Curry was a worried man. His mind churned with few options but with many nightmare scenarios; all vying with the image of Heyes being washed from his saddle as they forded a fast flowing river yesterday.

The young ex-outlaw was a man of action, so he moved ahead trying to block some of the icy particles from his partner. The town of Red Gorge, by his reckoning, should be just ahead and the posse, which had dogged them for the last five days had turned back.

Suddenly out of the white expanse Curry spotted a light. He continued moving forward but with new resolve. His reckoning had been right.The town was just ahead. The light he had seen was an oil lantern burning in the window of a house that stood up against a neighboring property about fifty yards from the main street.

Curry stopped his mount at the hitching post outside the house and quickly slid from the saddle. He guided his partner’s horse to the post. “Heyes, just hang on for a minute while I check this out.” He whispered to the slouched rider.

He climbed the two steps to the porch of the house wincing as he heard a wheezing cough coming from his partner. He knew Heyes was sick and if truth be told he felt pretty rough himself but his priority was his best friend and he hoped help lay on the other side of the door. He rapped hard against it.

The door edged open slightly and a woman’s voice rang out clearly. “We’re not open tonight, so come back tomorrow night or when this weather lets up.”

Curry wedged his boot in the gap of the door preventing it from closing. The woman’s voice turned angry. “Now look, we don’t want no trouble, so get back on your horse and ride off.”

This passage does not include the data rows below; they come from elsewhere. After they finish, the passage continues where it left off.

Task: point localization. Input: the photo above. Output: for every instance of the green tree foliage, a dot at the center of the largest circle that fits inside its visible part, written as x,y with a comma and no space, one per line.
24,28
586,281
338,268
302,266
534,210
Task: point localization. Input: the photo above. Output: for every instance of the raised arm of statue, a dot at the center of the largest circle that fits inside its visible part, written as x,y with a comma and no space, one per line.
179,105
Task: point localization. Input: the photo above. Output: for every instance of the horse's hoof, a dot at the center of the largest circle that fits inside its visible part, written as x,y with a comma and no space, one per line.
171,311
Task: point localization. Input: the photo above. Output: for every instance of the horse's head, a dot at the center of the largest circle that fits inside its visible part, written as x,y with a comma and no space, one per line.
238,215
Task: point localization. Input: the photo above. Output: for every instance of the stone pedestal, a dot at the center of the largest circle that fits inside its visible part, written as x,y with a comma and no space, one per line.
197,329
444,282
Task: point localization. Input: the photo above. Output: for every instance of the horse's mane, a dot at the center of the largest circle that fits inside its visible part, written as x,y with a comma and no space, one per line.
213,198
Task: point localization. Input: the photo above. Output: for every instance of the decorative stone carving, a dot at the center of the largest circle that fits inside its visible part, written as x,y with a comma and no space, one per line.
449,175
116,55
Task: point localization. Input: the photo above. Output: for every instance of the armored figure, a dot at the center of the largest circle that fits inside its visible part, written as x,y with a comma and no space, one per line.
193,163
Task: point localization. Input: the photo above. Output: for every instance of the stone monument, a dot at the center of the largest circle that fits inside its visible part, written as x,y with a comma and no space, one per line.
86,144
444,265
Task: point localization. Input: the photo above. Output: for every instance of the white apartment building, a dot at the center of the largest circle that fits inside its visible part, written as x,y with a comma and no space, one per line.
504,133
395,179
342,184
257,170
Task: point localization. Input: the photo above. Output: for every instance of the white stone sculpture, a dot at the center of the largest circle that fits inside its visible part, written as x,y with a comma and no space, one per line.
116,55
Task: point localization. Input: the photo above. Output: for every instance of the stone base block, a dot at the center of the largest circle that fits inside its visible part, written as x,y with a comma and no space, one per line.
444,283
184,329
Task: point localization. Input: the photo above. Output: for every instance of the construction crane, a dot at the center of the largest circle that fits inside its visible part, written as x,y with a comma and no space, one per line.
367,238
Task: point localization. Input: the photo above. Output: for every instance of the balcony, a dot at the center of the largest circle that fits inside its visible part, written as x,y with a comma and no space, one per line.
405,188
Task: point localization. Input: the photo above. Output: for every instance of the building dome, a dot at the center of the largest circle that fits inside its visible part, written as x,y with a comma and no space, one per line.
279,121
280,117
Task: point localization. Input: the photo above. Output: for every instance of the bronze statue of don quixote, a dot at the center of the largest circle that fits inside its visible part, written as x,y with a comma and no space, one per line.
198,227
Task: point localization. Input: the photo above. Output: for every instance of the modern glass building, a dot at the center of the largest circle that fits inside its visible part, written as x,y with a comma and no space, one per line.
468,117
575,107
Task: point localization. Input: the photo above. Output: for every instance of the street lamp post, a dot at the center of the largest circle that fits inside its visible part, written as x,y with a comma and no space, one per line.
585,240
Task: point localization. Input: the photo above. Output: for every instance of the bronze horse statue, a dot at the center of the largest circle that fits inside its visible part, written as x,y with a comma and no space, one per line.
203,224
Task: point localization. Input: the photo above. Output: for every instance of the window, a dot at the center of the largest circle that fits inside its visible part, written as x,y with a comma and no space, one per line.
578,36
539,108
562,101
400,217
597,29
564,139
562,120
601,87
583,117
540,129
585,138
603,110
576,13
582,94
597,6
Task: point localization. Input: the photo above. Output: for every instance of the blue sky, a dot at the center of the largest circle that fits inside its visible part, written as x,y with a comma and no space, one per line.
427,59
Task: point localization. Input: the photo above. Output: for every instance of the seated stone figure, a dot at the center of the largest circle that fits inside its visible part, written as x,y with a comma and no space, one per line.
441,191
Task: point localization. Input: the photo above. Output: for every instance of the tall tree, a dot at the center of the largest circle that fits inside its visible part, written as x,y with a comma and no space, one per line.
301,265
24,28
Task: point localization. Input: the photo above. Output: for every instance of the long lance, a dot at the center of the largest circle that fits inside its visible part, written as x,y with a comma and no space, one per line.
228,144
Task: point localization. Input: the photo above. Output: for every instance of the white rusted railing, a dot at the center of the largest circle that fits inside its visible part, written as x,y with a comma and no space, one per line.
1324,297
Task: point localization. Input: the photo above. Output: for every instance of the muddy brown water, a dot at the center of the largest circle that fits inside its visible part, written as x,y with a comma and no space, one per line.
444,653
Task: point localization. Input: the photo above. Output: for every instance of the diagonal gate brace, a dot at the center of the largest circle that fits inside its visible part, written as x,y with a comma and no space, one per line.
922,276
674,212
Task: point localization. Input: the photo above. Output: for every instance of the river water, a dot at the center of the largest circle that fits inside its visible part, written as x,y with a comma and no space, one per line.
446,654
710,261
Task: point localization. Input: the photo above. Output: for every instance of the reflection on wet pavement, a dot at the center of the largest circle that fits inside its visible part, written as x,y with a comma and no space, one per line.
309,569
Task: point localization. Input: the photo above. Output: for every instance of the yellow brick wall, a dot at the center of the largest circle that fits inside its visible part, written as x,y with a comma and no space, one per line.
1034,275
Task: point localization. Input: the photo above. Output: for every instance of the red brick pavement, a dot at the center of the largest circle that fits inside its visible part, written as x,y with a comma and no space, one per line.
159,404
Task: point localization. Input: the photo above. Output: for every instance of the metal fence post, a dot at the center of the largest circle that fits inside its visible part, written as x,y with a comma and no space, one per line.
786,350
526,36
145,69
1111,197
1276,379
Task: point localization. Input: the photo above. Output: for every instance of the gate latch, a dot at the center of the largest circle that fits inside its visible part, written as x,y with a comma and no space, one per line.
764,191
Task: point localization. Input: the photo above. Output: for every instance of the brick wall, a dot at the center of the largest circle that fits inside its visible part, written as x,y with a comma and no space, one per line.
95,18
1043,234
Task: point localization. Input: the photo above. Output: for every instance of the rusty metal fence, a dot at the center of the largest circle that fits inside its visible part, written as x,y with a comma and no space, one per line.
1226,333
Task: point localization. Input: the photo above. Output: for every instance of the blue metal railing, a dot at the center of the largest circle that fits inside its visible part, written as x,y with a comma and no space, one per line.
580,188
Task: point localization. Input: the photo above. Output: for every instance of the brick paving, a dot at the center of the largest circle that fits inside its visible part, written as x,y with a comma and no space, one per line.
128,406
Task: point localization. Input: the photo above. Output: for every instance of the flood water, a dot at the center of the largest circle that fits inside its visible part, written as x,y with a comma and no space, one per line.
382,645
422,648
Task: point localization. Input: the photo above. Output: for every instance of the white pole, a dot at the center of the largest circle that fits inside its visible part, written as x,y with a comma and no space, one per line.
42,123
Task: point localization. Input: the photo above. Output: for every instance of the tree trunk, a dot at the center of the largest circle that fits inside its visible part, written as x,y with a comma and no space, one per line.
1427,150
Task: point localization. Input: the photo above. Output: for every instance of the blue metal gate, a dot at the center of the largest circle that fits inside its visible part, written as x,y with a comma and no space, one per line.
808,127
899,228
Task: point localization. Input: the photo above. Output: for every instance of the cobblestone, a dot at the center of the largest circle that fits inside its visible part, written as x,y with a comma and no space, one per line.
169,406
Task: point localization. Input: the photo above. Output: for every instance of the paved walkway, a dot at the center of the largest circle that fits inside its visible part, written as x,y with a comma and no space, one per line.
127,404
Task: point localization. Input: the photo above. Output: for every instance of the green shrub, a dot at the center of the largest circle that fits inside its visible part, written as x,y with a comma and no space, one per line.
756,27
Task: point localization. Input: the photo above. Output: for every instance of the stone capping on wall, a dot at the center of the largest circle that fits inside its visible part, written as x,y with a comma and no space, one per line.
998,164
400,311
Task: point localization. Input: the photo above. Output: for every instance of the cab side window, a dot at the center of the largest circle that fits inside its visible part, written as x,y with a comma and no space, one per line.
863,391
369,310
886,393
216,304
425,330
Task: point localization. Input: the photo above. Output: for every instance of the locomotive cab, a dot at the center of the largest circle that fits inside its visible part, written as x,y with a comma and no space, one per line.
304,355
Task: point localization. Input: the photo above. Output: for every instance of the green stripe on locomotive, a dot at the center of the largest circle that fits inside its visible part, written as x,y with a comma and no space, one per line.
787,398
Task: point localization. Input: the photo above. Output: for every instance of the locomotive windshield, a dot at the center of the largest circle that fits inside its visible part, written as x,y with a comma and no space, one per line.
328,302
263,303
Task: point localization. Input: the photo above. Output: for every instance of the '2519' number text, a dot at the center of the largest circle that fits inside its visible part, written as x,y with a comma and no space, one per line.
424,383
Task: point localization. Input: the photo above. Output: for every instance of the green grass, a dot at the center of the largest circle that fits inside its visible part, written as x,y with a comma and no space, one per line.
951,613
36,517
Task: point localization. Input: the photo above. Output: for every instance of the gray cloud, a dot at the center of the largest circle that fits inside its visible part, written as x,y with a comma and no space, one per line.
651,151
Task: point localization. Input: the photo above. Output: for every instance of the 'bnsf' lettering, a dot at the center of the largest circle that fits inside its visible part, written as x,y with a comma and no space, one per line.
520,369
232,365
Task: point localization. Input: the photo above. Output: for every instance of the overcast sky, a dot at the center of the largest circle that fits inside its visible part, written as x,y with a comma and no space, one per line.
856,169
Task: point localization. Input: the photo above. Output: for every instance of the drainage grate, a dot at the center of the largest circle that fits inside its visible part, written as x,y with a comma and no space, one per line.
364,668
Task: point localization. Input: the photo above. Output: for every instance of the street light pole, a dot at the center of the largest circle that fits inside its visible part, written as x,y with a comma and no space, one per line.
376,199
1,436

“Bertha?” Curry shook his hat off and pulled his bandana from his face.

The door was flung open. “Good God! Kid! As I leave and breathe.”

A woman filled the doorway. She was large and dressed elegantly in a light silver gown with a warm woolen shawl over her shoulders. Her blonde hair was piled in coils and she wore a little rouge on her cheeks. She was past the first bloom of womanhood but was still an attractive woman.

“Bertha, we’re in trouble, Heyes is sick, real sick. He needs help.”

“Kid, by the look of you he’s not the only one.” She stepped onto the porch, embracing the chilled man. She squinted her eyes and spotted the slumped figure on the horse at the hitching post.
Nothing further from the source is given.